Because I know how long it takes to do the work, including the trip to the supply house to get the stuff. 

To whoever said i have no idea about what the actual cost is.... I do know a little bit about what it costs to run a company. I'm not completely naive when it comes to that.


----------



## Mike Finley

mdshunk said:


> I'm curious what the steam generator is pulling? Many of these are at least 40-50 amps. If they also have an electric water heater and much else heavy electric (like a heat pump or A/C), this could easily put a crimp on your plans in the total demand load category. That's really beyond the scope of the GC's specialty to sort out, but it is certainly a question I'd recommend bringing up with the EC as a CYA maneuver, if you haven't already. The reason I say this is because if the inspector baulks and wants to see a demand load calc, and from that info wants a bigger service, this "pre-conversation" with the EC where he said "everything is fine" will give you ammo for this additional work to be done at a better price than normal. At least it should. In my opinion, if a sub tells a GC that something is fine, and it turns out that additional work is indeed required, he should not have to do that work for free, but he does owe it done with less than normal profit. That's how I think, anyhow.

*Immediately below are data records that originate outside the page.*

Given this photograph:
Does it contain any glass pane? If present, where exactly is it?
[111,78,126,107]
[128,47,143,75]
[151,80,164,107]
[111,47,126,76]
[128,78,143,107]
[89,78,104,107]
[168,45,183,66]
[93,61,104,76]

As I recall, I do believe he said he would figure the steamer at 50amps. We did have a short conversation about the load, his conversation with me is that he is fully confident that the 200 amp service will not be even close to being maxed with this addition. He explained a scenario involving some sort of generator system he put into a home a while back where he did extensive load calcs and testing to make sure the generator was adequate or something like that. I believe the jist of it was something about it was en eye oppener in regard to how much you can get out of 200 ams or something to that regard.

I don't know the details but he insists there is no way from what he looked at in this house that there will be a problem.

Is this over confidence or bravado in your opinion?


----------



## mdshunk

Mike Finley said:


> Is this over confidence or bravado in your opinion?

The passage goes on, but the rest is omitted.